Tom's Two Cents : A Farewell to Hemingway

In the past five years or so, I've re-read most of Ernest Hemingway's major work, and I'm very sorry to say (especially in print!) that I don't think it's standing the test of time very well.  Of course I'm aware that artists, musicians, and writers, great ones, go in and out of fashion: a hundred years ago some museums had their Rembrandts stored in the basement. In his own children's time, or shortly thereafter, Bach all but disappeared from the classical repertory; and now certain so-called "great" writers are being re-evaluated.  Fitzgerald, for example, did not receive great recognition in his own time. Now "Gatsby" at any rate is up there with the best of them.

I'm one of those who, in the 50's, grew up under the spell of Hemingway's style and tried for much of my limited writing career to emulate him.  Of course I was never a Hemingway man: I didn't hunt or fish or run with the bulls in Pamplona or go on African safari, but I suppose I bought into the Hem legend of being (or wanting to be) a "Hemingway Man."  The Hem Man lived fast and loose, attracted both women and men, wrote with disciplinary precision, and, perhaps most important, faced danger and death heroically and stoically.  Hemingway did all or most of these things, except tragically he did not die young.  It seems the one thing he could NOT face was old-age disability and psychic and physical impotence.  If he had died in war or been gored by a bull or torn apart by an African lion, his death would have doubtless been considered heroic.  Instead, he put a shotgun in his mouth and killed himself.
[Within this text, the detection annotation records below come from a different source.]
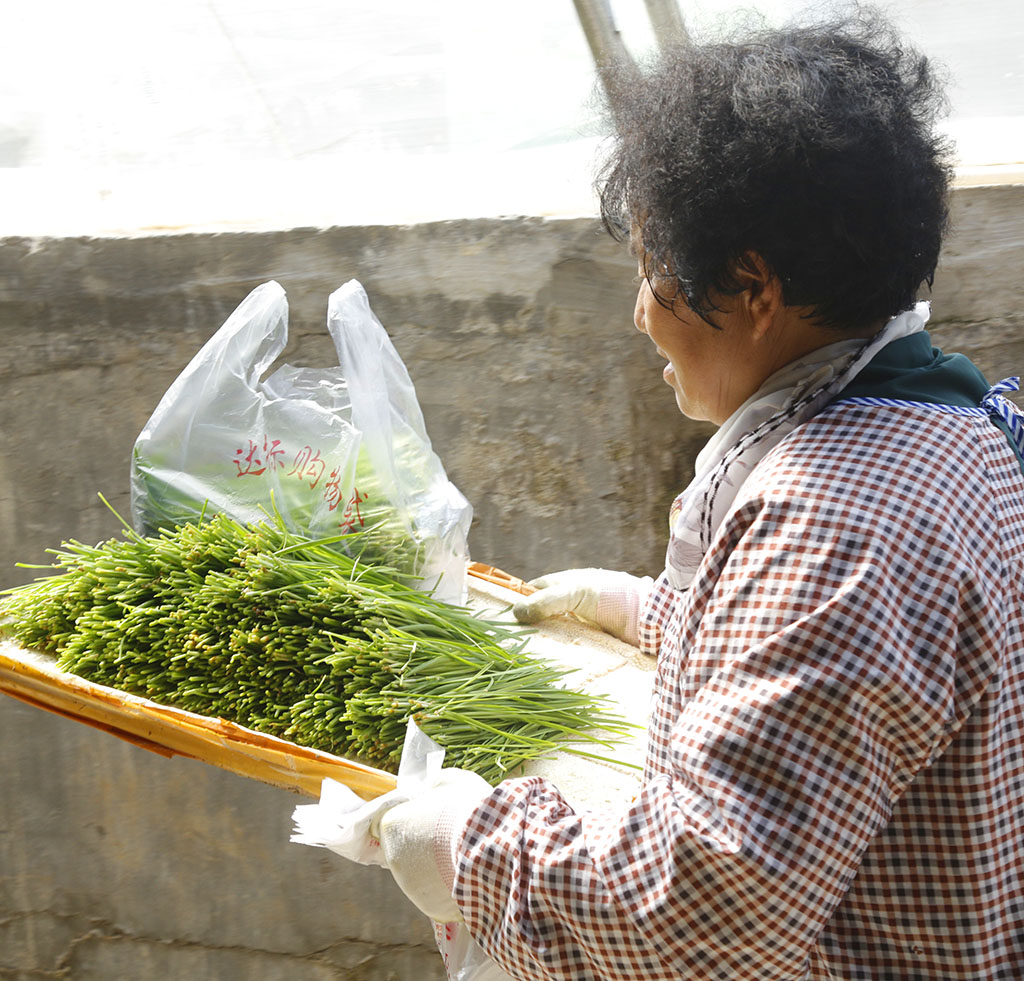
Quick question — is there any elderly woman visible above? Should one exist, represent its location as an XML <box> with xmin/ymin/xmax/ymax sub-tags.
<box><xmin>362</xmin><ymin>9</ymin><xmax>1024</xmax><ymax>981</ymax></box>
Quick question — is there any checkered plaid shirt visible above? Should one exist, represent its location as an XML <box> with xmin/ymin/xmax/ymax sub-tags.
<box><xmin>455</xmin><ymin>403</ymin><xmax>1024</xmax><ymax>981</ymax></box>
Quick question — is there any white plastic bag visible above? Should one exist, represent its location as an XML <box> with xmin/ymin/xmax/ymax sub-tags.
<box><xmin>291</xmin><ymin>719</ymin><xmax>512</xmax><ymax>981</ymax></box>
<box><xmin>131</xmin><ymin>280</ymin><xmax>472</xmax><ymax>603</ymax></box>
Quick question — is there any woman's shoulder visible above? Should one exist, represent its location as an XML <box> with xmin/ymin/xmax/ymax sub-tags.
<box><xmin>744</xmin><ymin>403</ymin><xmax>1007</xmax><ymax>515</ymax></box>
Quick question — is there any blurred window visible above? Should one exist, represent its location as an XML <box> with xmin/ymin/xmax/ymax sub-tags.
<box><xmin>0</xmin><ymin>0</ymin><xmax>1024</xmax><ymax>233</ymax></box>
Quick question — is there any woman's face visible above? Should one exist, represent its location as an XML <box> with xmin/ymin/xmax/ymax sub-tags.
<box><xmin>633</xmin><ymin>259</ymin><xmax>757</xmax><ymax>425</ymax></box>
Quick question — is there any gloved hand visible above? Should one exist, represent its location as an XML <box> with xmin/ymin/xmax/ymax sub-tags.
<box><xmin>512</xmin><ymin>568</ymin><xmax>653</xmax><ymax>646</ymax></box>
<box><xmin>370</xmin><ymin>767</ymin><xmax>490</xmax><ymax>923</ymax></box>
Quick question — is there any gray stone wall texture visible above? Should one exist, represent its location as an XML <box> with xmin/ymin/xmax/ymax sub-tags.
<box><xmin>0</xmin><ymin>186</ymin><xmax>1024</xmax><ymax>981</ymax></box>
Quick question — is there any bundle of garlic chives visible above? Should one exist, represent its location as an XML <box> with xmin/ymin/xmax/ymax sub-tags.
<box><xmin>0</xmin><ymin>507</ymin><xmax>633</xmax><ymax>780</ymax></box>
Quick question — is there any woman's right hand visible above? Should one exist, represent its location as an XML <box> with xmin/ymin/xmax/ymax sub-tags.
<box><xmin>512</xmin><ymin>568</ymin><xmax>652</xmax><ymax>646</ymax></box>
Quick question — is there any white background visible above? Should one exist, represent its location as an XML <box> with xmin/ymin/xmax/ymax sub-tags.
<box><xmin>0</xmin><ymin>0</ymin><xmax>1024</xmax><ymax>234</ymax></box>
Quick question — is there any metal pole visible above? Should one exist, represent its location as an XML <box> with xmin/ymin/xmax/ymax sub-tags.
<box><xmin>644</xmin><ymin>0</ymin><xmax>689</xmax><ymax>51</ymax></box>
<box><xmin>572</xmin><ymin>0</ymin><xmax>635</xmax><ymax>112</ymax></box>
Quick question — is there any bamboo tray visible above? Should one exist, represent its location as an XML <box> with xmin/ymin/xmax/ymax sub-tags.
<box><xmin>0</xmin><ymin>563</ymin><xmax>653</xmax><ymax>800</ymax></box>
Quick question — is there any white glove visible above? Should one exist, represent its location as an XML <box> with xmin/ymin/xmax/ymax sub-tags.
<box><xmin>370</xmin><ymin>768</ymin><xmax>490</xmax><ymax>923</ymax></box>
<box><xmin>292</xmin><ymin>719</ymin><xmax>444</xmax><ymax>868</ymax></box>
<box><xmin>512</xmin><ymin>568</ymin><xmax>653</xmax><ymax>646</ymax></box>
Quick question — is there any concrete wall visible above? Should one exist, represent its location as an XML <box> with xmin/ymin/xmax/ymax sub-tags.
<box><xmin>0</xmin><ymin>186</ymin><xmax>1024</xmax><ymax>981</ymax></box>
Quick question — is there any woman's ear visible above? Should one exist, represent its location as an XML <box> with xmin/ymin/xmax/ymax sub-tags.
<box><xmin>732</xmin><ymin>251</ymin><xmax>784</xmax><ymax>337</ymax></box>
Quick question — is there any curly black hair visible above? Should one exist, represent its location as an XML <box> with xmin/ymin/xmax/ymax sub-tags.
<box><xmin>597</xmin><ymin>7</ymin><xmax>951</xmax><ymax>331</ymax></box>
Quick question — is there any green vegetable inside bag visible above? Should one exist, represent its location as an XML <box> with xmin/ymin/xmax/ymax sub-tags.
<box><xmin>131</xmin><ymin>280</ymin><xmax>472</xmax><ymax>603</ymax></box>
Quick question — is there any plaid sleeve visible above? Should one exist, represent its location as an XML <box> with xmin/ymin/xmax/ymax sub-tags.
<box><xmin>455</xmin><ymin>413</ymin><xmax>999</xmax><ymax>981</ymax></box>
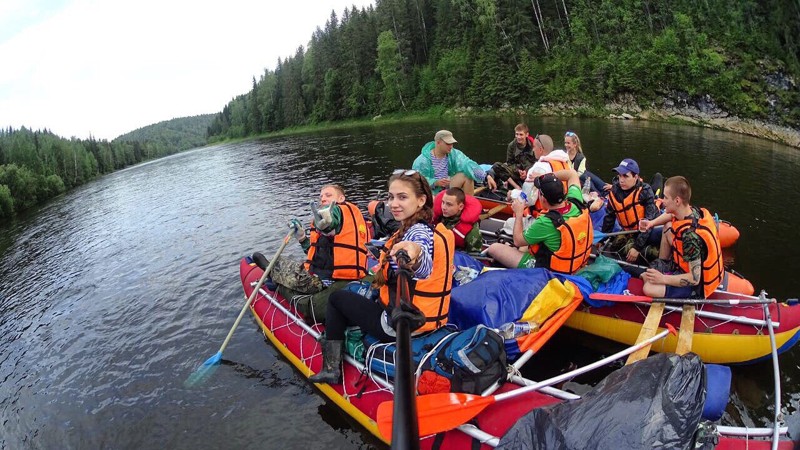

Nonetheless, he won the Nobel Prize in Literature in the 50's, principally for his then-considered powerful style and his late novella, "The Old Man and the Sea."  Neither of these is greatly admired today.  Hemingway's machismo persona comes across as rather comical, and his lean, journalistic style has been so often imitated and parodied that today it seems clichéd. 

What is left?  Maybe "A Moveable Feast," Hemingway's recollections of Paris in the 20's, which I do remember reading fairly recently with great respect.  As to the three great novels, "The Sun Also Rises," "A Farewell to Arms," and "For Whom the Bell Tolls," I leave it for future generations to decide.  Hard to believe that his earliest work is now approaching its 100th anniversary!